It's not so easy to explore the 33,000+ Clinton emails on https://file.wikileaks.org/file/clinton-emails/
The file dates are set to default values 1970 or 1984 so it's hard to find out if there's something new, see for example here.
These emails will probably come come back into the spotlight soon. There are probably no newly relased emails among the Wilileaks files but it surely is a good idea to check that. And maybe not everyone has read all the emails so far.
Sometimes their search site https://wikileaks.org/clinton-emails/ helps. But I prefer to have the files on my own system.
So I downloaded all files of that folder using the "Cyotek WebCopy" downloader. That took about 25 hours. Then I zipped the files and uploaded them as 5 parts. You can unpack all 5 Zip files into one "clinton-emails" folder. The unpacked size is about 800 MB.
Part 1: https://files.catbox.moe/l9enpi.zip - Content
Part 2: https://files.catbox.moe/mjxapq.zip - Content
Part 3: https://files.catbox.moe/u0sb3k.zip - Content
Part 4: https://files.catbox.moe/ezw5fi.zip - Content
Part 5: https://files.catbox.moe/zwt9st.zip - Content
It would be helpful if someone can mirror the files somewhere else (like Mega.nz).
The size and hash values for the 5 zip files:
.
Part 1: 156769570 Bytes (149 MiB)
SHA256: 2F043544CC2480DBAA585441ED77E111282FA130FECD8621DEFE6EC6068E6528
MD5: 9e1ee1d161e6e67ee56d2b0c9ceed1c6
.
Part 2: 159475607 Bytes (152 MiB)
SHA256: 798FA9E04B899DC315024340A6B95850B7088ED5599F4180D49B5DA99907AE25
MD5: ea174cedbf2e7cd44234b9ca2dcabdbd
.
Part 3: 183435301 Bytes (174 MiB)
SHA256: E7293531A7E53AA7C24C6D7971064A466C20EC70AE736FADA6CA1EE5C9C621D7
MD5: 2af7c385f7f276bd04ca7b62576ef443
.
Part 4: 169683520 Bytes (161 MiB)
SHA256: C4F465CC096CA30D64B600FC215120EDEA6BC78092847F70C1F92490EAD6FEDD
MD5: 6a415e7063dae65e919682038e5cd6f0
.
Part 5: 83217801 Bytes (79 MiB)
SHA256: 211E1970E210658F507AF8A9D4050E301840D061219C4F1F5D1C1CE4F692ADE1
MD5: dc1d04c49e4c25e8a18bae1102f29b22
view the rest of the comments →
murface ago
Has anyone heard of language analysis being completed on the archives?

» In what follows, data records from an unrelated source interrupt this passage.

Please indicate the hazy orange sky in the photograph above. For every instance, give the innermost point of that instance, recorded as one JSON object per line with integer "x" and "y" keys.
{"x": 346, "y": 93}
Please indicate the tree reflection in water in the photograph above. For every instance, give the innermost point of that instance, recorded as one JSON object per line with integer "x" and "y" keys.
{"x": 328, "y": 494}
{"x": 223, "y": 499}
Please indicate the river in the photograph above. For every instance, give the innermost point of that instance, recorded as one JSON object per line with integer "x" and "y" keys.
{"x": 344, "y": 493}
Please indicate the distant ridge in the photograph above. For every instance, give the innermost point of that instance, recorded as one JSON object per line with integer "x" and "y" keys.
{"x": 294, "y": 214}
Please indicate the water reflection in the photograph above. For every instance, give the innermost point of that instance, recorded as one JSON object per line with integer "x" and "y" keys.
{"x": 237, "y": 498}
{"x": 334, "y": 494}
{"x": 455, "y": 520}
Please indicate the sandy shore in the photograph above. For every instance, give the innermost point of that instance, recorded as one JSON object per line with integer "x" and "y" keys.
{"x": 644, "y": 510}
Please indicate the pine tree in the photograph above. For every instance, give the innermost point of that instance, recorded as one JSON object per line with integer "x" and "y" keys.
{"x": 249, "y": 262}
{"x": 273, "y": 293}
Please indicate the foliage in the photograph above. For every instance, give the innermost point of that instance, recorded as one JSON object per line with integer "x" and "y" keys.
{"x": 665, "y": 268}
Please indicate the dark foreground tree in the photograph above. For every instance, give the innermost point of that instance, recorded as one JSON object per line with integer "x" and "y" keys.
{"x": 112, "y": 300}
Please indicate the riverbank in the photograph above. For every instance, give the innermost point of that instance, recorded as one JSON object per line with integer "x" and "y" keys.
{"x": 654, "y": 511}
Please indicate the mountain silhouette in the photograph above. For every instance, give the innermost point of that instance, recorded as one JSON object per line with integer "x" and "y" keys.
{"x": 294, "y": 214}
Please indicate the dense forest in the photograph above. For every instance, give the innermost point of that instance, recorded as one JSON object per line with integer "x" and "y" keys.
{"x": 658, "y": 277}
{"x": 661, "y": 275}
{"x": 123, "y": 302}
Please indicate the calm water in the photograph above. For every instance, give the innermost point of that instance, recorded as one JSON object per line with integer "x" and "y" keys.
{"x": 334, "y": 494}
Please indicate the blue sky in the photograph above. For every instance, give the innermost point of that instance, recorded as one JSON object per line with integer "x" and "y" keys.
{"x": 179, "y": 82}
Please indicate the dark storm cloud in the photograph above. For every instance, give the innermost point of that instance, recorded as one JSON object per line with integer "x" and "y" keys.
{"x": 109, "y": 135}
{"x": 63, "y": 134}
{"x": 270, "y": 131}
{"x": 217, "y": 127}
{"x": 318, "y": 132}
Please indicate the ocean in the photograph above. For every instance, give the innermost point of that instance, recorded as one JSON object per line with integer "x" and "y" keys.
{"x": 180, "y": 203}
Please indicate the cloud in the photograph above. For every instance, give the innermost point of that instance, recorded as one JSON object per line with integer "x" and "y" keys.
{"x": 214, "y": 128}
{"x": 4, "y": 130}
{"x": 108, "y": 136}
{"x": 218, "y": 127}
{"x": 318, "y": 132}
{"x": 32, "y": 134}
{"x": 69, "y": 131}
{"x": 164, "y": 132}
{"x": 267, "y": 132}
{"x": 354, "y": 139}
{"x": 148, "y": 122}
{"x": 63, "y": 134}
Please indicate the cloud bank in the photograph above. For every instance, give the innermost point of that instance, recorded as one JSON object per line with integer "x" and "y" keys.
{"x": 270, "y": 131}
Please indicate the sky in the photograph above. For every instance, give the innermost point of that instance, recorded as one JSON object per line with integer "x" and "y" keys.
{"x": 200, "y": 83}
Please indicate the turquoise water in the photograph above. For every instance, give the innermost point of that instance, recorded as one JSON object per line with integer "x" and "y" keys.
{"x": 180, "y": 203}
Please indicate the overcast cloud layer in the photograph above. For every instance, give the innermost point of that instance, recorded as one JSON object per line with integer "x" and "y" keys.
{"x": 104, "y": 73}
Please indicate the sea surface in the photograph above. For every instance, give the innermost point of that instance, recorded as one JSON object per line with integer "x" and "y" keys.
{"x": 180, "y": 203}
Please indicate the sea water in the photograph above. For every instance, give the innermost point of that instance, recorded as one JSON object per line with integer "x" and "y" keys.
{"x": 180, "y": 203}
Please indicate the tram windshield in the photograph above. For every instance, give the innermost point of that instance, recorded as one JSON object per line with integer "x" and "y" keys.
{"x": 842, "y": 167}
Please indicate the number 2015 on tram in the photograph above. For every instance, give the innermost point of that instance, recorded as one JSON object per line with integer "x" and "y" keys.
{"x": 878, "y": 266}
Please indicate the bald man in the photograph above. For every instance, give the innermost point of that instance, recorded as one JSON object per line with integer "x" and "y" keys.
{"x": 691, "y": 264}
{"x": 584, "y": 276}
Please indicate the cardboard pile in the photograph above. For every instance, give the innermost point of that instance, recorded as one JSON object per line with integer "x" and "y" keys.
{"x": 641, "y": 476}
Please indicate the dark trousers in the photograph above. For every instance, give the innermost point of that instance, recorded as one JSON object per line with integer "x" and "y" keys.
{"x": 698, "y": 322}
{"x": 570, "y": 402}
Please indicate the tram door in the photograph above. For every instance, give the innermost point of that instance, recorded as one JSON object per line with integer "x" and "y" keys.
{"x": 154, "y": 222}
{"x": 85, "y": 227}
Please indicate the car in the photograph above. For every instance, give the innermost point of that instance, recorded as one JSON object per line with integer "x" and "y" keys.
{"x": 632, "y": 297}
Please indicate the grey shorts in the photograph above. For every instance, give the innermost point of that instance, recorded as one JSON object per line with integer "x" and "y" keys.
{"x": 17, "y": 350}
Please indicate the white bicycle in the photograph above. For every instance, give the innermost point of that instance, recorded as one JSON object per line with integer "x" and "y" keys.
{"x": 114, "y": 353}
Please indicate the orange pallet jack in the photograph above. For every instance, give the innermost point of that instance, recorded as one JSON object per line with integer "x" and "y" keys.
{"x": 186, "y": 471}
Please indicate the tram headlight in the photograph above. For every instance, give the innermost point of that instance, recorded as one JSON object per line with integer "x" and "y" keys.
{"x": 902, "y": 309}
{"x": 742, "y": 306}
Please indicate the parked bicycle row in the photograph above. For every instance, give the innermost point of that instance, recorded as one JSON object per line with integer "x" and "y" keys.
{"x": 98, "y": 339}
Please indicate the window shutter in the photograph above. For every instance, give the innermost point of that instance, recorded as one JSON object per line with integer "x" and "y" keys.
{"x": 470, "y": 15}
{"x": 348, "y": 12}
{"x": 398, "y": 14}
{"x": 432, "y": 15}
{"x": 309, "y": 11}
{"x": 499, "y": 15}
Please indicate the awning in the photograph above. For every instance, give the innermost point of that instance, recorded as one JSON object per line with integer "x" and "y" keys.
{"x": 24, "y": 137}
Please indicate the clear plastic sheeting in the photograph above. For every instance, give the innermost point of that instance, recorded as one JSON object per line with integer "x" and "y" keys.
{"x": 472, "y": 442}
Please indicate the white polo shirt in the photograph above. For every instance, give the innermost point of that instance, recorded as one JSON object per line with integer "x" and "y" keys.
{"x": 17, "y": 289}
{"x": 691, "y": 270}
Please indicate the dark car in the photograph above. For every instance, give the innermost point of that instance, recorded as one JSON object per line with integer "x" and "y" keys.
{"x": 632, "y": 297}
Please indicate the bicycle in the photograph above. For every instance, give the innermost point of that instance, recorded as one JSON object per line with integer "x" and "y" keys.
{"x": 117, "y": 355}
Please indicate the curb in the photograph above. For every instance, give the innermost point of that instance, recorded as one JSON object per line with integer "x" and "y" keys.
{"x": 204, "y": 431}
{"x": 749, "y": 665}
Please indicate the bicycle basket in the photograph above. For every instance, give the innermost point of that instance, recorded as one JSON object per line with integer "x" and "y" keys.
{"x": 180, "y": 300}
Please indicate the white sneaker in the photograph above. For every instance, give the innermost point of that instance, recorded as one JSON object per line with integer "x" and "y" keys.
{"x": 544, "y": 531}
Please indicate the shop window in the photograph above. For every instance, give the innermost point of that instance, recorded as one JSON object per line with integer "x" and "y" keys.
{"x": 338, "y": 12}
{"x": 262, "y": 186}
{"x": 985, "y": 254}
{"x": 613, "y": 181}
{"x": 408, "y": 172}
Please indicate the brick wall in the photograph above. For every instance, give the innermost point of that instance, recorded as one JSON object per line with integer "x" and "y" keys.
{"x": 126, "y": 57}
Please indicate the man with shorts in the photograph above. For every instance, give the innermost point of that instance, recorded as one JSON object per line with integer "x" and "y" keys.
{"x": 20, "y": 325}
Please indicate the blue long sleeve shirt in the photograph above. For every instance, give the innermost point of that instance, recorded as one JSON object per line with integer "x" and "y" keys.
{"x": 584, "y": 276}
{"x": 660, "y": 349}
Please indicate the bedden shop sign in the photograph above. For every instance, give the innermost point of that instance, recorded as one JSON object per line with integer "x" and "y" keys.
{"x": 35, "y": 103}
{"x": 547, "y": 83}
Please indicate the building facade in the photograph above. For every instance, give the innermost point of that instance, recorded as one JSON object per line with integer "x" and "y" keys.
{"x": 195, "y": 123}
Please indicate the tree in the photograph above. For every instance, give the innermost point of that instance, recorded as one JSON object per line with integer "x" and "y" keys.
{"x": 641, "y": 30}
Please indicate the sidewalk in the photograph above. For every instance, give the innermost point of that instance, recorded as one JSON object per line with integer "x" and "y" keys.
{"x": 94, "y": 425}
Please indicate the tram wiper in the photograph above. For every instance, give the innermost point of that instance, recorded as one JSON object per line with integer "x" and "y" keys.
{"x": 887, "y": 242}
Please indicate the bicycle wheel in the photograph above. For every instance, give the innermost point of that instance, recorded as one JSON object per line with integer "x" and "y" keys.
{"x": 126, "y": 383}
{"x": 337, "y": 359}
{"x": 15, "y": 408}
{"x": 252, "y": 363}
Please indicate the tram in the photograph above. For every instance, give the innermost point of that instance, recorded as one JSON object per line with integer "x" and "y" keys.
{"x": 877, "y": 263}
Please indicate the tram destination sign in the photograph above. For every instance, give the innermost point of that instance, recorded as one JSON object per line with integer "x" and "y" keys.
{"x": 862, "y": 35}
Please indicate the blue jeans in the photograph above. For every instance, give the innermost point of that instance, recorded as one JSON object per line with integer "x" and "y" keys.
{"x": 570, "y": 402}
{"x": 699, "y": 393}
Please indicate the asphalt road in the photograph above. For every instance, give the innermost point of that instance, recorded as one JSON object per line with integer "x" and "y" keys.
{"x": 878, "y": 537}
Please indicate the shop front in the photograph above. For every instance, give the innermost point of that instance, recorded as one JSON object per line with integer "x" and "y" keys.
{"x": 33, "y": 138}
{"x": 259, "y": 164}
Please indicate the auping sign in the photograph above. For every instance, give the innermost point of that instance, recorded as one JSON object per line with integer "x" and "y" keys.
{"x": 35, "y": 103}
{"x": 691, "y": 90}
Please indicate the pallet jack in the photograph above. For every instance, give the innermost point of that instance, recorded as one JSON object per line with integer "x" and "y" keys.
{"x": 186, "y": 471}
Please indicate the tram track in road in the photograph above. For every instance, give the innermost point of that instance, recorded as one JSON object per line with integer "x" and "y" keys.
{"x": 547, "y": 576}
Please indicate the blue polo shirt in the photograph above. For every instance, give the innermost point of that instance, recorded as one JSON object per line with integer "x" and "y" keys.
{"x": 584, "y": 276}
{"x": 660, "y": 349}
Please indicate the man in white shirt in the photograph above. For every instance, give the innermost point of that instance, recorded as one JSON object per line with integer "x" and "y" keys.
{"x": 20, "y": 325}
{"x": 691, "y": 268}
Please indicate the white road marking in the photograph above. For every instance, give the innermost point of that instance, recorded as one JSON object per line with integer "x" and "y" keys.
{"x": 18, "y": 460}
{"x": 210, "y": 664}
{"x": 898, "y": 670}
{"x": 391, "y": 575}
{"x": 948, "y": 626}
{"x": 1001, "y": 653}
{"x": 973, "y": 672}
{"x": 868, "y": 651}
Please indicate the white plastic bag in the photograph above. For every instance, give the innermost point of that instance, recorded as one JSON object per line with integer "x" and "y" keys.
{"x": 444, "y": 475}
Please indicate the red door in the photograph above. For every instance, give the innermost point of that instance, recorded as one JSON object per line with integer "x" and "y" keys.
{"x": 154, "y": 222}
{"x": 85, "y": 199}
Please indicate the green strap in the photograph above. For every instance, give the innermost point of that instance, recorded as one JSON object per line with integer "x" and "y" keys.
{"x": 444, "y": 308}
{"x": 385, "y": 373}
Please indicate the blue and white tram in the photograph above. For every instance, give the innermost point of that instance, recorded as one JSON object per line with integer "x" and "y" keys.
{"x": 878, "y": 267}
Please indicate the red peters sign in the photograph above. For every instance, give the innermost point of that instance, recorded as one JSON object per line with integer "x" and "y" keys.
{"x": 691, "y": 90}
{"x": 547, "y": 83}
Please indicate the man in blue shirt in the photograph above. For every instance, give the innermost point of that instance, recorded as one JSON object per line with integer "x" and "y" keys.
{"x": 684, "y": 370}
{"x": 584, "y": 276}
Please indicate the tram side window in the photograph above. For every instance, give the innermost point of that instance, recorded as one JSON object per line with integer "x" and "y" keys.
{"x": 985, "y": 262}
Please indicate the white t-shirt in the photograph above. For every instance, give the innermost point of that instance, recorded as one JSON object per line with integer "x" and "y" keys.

Even simple works, like counting words and phrases? This may be useful in consolidating the information to allow one to quickly find related content and rare occurrences where more extraordinary information could be found.
satisfyinghump ago
This is a great idea!
One that I've played around with, such as using word clouds on various wikileak emails.
A different approach I've been attempting is comparing writing samples, based on a DefCon presentation I came across awhile back.
A separate project has been to automate a process/script that does the following:
Sample the current news as being published by a list of websites
a) Include twitter/facebook/etc sources for trends
b) Provide a method of providing a word/phrase as input
Take the sample/word phrase and run it through all news sites, providing a list of them that have used it (look for natural vs created trends, i.e. fake and planned news)
Take the same phrase/word and input it into a search/query that gophers/crawls through all of the wikileak emails, and other provided 'databases' of such leaked files/emails/documents, etc.
Create a list of emails/documents which mentioned the word/phrase that we sampled from (1) and include in that list, if applicable, the from/to/people involved with those emails/documents, including those mentioned within them.
Any criticism would be appreciated. Going to attempt it first with Python.
Any suggestions, I'd welcome them!
murface ago
That sounds awesome! It's a bit above my head to implement myself. But on the performance side, perl operates on strings notably faster than Python, and may increase performance for some tasks.
Decentralized work may be useful too. Use something like a redis/mongo instance to index findings and pointers. This can let you have multiple small workers filling in the data.
Doing something like this in the cloud can then be pretty easy/cost effective, allowing it to grow with more workers to ingest at an hourly rate, then shrink once the majority of work has been done to keep operational costs down.
Document linking:
Perhaps each email/doc/article gets a UUID, and a redis sorted set could then be matched to a word/phrase. The UUIDS can be scored by relevance and then re-linked to the actual source.
This should provide a rapid lookup which can be indexed in a multi-worker environment.